It is no accident one of the world's biggest movie stars, Robert Downey Jr., maintains that notation after his name. The "Iron Man" star is, of course his father's namesake. But fans may not know that the "Sr." Downey is a noted indie filmmaker. Once filming began on "Iron Man 2," the iconic director, Downey Jr. said, was never far from his mind.
"Well, sure, any time your dad is revered," the 45-year-old actor told MTV News. "I mean, I grew up with people saying, 'Hey, that's Bob Downey's kid' -- and understandably so."
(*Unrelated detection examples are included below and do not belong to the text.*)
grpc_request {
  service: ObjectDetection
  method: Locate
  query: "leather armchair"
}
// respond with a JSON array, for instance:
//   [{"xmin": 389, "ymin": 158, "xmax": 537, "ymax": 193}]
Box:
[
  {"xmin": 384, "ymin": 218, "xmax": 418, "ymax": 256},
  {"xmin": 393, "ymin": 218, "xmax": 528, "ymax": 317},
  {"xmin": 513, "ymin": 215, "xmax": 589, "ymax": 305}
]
The actor's father has a backstory worthy of the big screen: He served in the Army, played minor-league baseball (striking out Yogi Berra in a game), held the title of Golden Gloves boxing champion and was working as an off-Broadway playwright by age 22. In the 1960s, he made a name for himself writing and directing experimental films like "Balls Bluff" and "No More Excuses," but it was the brilliant 1969 advertising spoof "Putney Swope" (Robert Jr. was 4) that really put him on the map. Thirty years later, he would direct his son in "Hugo Pool," his last wide-release film.
"He was a great innovator and a heck of a filmmaker," Downey said of his dad, now 73.
In the "Iron Man" follow-up, Downey's Tony Stark is similarly grappling with the memory of his father, a respected weapons manufacturer who left his son with vast wealth, power and lots of unanswered questions. "In Tony's case, it's really this massive looming shadow of his dad's posthumous perfection," Downey said of the plot. "That's a tough thing for him to live up to.
"The big idea, the theme, was legacy -- a double legacy," he continued. "There's the legacy that he is fondly attempting to continue, and there's the legacy that is attempting to be subverted by some old foes. And then there's the legacy that he has no idea about, which, of course, the Marvel universe provides."